RepSelect: Robust LLM Unlearning via Representation Selectivity
RepSelect: Robust LLM Unlearning via Representation Selectivity
RepSelect:通过表征选择性实现鲁棒的大语言模型遗忘
Abstract: Making large language models (LLMs) deeply forget specific knowledge and values without sacrificing general capabilities remains a central challenge in unlearning. However, current methods are easily reversed by fine-tuning or few-shot prompting, suggesting their forgetting is only shallow.
摘要: 如何让大语言模型(LLM)在不牺牲通用能力的前提下深度遗忘特定的知识和价值观,仍然是模型遗忘领域的核心挑战。然而,现有的方法很容易通过微调或少样本提示(few-shot prompting)被逆转,这表明它们的遗忘仅仅停留在浅层。
We identify the root cause. Existing methods target representations shared with both the retain set and the subspace recovered by a fine-tuning attacker, making unlearning both disruptive to general capabilities and easy to reverse.
我们找出了问题的根本原因。现有方法所针对的表征,往往同时存在于保留集(retain set)和微调攻击者所恢复的子空间中,这使得遗忘过程既破坏了模型的通用能力,又容易被逆转。
We propose RepSelect (Representation Selectivity), which isolates forget-set-specific representations by collapsing top principal components of weight gradients before each update, leaving general capabilities intact while limiting what fine-tuning can recover.
我们提出了 RepSelect(表征选择性)方法。该方法通过在每次更新前压缩权重梯度的前几个主成分,从而分离出针对“遗忘集”的特定表征。这种方式在保持模型通用能力完整的同时,限制了微调所能恢复的内容。
We evaluate across two forget categories, biohazardous knowledge and abusive tendencies, and four model families spanning dense and Mixture-of-Experts architectures (Llama 3, Qwen 3.5, Gemma 4 E4B, DeepSeek V2 Lite).
我们在两个遗忘类别(生物危害知识和滥用倾向)以及四个涵盖稠密架构和混合专家(MoE)架构的模型系列(Llama 3、Qwen 3.5、Gemma 4 E4B、DeepSeek V2 Lite)上进行了评估。
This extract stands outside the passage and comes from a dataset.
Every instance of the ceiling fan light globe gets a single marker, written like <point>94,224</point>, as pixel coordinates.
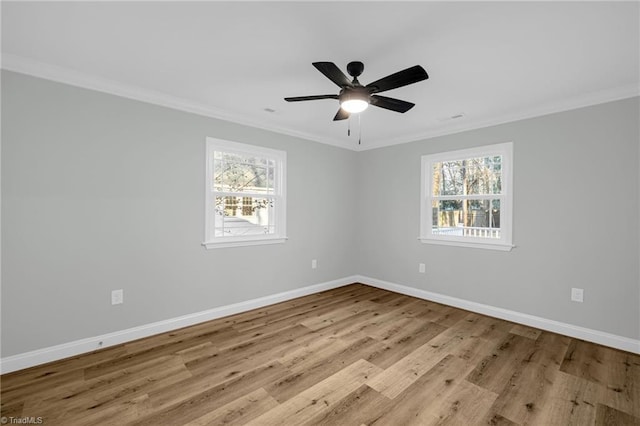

Compared to five popular baselines (GradDiff, NPO, SimNPO, RMU, UNDIAL), RepSelect achieves a 4-50x larger reduction in post-relearning answer accuracy than the strongest baseline, and is near-perfectly robust to few-shot prompting attacks. Targeting selective representations is thus an important step towards deep and robust LLM forgetting.
与五种主流基准方法(GradDiff、NPO、SimNPO、RMU、UNDIAL)相比,RepSelect 在重学习后的回答准确率降低幅度上比最强的基准方法高出 4 到 50 倍,并且对少样本提示攻击表现出近乎完美的鲁棒性。因此,针对性地选择表征是实现深度且鲁棒的 LLM 遗忘的重要一步。